7.4. Watch interfaces with other regimes

  • Competition (CCI) thresholds for combinations.
  • SEBI and stock‑exchange requirements where a listed parent is affected.
  • Tax neutrality conditions under the Income‑tax Act for mergers/demergers.

Used thoughtfully, Section 233 in its "2.0" form can become the default route for a large subset of non‑controversial intragroup and SME restructurings.
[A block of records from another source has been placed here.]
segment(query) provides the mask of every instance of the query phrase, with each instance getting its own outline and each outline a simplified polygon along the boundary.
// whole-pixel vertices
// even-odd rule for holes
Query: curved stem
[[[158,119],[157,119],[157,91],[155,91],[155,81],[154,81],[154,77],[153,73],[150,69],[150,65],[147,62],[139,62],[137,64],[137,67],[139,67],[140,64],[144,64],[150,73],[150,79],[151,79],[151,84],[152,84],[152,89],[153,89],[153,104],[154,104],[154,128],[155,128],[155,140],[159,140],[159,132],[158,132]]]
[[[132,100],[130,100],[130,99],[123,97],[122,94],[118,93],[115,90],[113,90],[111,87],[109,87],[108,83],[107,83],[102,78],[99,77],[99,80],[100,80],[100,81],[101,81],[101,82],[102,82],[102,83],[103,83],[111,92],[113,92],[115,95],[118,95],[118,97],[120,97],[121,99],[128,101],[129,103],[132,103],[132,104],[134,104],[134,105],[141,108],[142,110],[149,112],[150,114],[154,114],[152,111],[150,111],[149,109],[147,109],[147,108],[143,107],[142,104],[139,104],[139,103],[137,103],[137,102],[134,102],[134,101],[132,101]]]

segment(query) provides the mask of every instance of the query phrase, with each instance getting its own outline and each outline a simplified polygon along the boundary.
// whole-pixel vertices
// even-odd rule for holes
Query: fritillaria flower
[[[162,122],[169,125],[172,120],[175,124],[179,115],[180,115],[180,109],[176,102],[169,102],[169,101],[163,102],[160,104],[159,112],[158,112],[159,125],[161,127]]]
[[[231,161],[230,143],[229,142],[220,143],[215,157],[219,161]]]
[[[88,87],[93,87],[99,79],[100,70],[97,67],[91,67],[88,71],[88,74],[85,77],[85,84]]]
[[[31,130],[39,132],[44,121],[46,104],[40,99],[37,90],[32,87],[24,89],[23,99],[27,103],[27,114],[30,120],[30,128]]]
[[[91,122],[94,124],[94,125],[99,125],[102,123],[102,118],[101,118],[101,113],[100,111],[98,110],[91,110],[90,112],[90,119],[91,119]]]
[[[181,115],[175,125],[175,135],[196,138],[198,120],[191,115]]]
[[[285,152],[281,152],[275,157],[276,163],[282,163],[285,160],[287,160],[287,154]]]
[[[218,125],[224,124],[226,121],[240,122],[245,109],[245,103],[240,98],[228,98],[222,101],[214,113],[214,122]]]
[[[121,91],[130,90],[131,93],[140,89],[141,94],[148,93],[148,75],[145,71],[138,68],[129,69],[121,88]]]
  1. Common Pitfalls to avoid

Even within the framework, some recurring mistakes can derail the benefits of fast-track:

  1. Assuming eligibility without rigorous checking borrowing and default status for each entity.
  2. Under estimating creditor or minority resistance and not engaging early to address commercial concerns.
  3. Ignoring the need for CCI or sectoral approvals, leading to sequencing issues even if Section 233 is available.
  4. Treating tax neutrality as automatic, instead of obtaining specific tax advice on whether the scheme satisfies statutory conditions.
  5. Key takeaways

The 2025 MCA amendments to the CAA Rules transform fast‑track mergers from a narrow small‑company tool into a mainstream restructuring option for unlisted groups and SMEs that are financially sound and lightly leveraged. By broadening eligibility to unlisted companies, non‑wholly‑owned subsidiaries, fellow subsidiaries and certain demergers while preserving creditor safeguards and RD oversight. The reforms promise quicker, cheaper and more predictable internal M&A, and help de‑congest India's already burdened NCLT system.

For corporate counsel and deal‑makers, the message is clear and every proposed intragroup merger or hive‑off in 2025 and beyond should start with a Section 233 eligibility check. Where the grid is satisfied, fast‑track mergers 2.0 can materially compress timelines and transaction costs provided the scheme is carefully structured to respect the new financial thresholds, disclosure requirements and stakeholder‑protection mechanisms.

The content of this article is intended to provide a general guide to the subject matter. Specialist advice should be sought about your specific circumstances.